Before kids, Mason and I embarked on a road trip to Canada. We'd planned to drive his compact Honda Civic to Quebec City. We got as far as Toronto in the cramped car before we abandoned it in a long-term parking garage and hopped a train. On board, we could sit back, enjoy the scenery or wander through the spotlessly clean train cars.

We arrived, rested, relaxed, and able to enjoy exploring the city with its old European-like charm. Stone buildings. Cobblestone streets. Horse-drawn carriage rides. Watching the daily changing of the guard at La Citadelle, which was as entertaining as that at Buckingham Palace.

Then, for one memorable wedding anniversary, Mason and I took a WEKU-sponsored bus trip to Stratford for its fall Shakespeare Festival. Quaint town, perfect for strolling. Local artisans selling their crafts. Phenomenal plays.

I'd also traveled to Montreal for a professional conference, but it was mostly business with little time for sightseeing. I did manage to stroll through the awesome Botanical Gardens with their colorful flowers, impressive sculptures and wonderful waterfalls.

Now, I don't want to deceive you.

You can't just drive to Canada and set up housekeeping, even if the border was open. You have to fill out a questionnaire and score 67 out of 100 to even be considered.

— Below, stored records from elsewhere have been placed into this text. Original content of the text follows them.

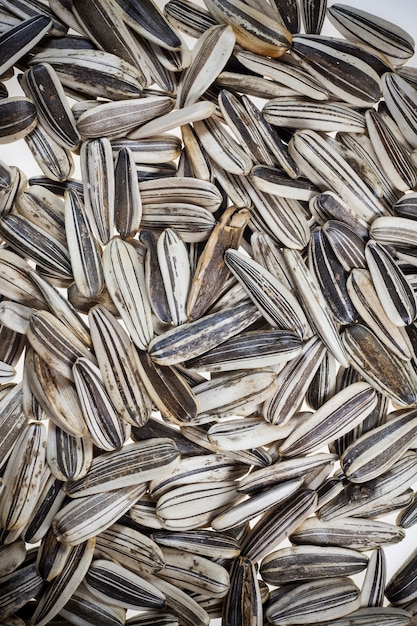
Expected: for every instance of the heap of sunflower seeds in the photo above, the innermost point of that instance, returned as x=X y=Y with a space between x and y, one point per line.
x=216 y=321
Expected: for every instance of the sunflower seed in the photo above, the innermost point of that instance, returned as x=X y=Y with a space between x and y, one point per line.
x=367 y=303
x=117 y=367
x=380 y=34
x=83 y=605
x=382 y=369
x=54 y=161
x=131 y=548
x=63 y=586
x=18 y=118
x=83 y=248
x=278 y=523
x=68 y=457
x=180 y=344
x=300 y=563
x=215 y=545
x=149 y=22
x=22 y=477
x=18 y=587
x=104 y=24
x=271 y=39
x=244 y=595
x=188 y=17
x=17 y=41
x=44 y=88
x=110 y=581
x=372 y=592
x=153 y=150
x=83 y=518
x=394 y=481
x=210 y=55
x=49 y=502
x=190 y=613
x=55 y=343
x=246 y=510
x=55 y=393
x=194 y=573
x=401 y=587
x=355 y=533
x=361 y=461
x=312 y=154
x=344 y=74
x=94 y=73
x=292 y=382
x=222 y=147
x=226 y=234
x=343 y=411
x=197 y=469
x=400 y=98
x=105 y=426
x=134 y=464
x=391 y=285
x=125 y=281
x=195 y=504
x=167 y=388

Canada awards different kinds of visas: visitor, work or study. Since it's considered the most intellectual nation, Canadians prefer folks with college degrees, educators, skilled workers and tradesmen. It's also easier to get accepted if you have a family member already living there who will vouch for you.

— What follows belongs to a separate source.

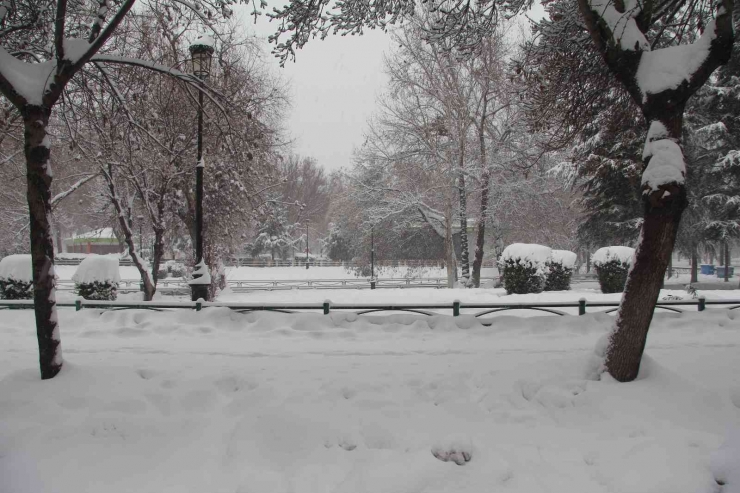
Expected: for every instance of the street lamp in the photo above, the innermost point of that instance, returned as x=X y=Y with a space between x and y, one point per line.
x=141 y=220
x=201 y=52
x=307 y=221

There are some drawbacks, though.

I worry about the cold. I don't do well when temperatures drop below 50. I want to live somewhere that people don't know what a snow shovel is.

While I enjoy maple syrup, I'm not a hockey fan. I watched one Thoroughblades game in Rupp Arena years ago and it was too brutal for my taste.

Then there's that pesky problem of learning another language. This time, French. I've been investing 20-minutes a day brushing up on my Spanish to travel around Europe when my daughter finishes her teaching duties in Madrid this summer.

I don't think my brain can handle learning French as well.

Other countries popped up on my relocation radar, including New Zealand, Germany and Portugal. Most insist you prove you're financially stable so you're not a drain on their government. Chile and Ireland have programs that might pay you to start a business there.

"International Living" cautions against making a hasty decision about moving. Editors suggest several exploratory visits, of several months each, to immerse yourself in the town, people and culture you're considering. That provides a more realistic view than a two-week vacation.

In the meantime, I'm hoping the quality of living will drastically improve soon in the U.S., and I can just stay at home.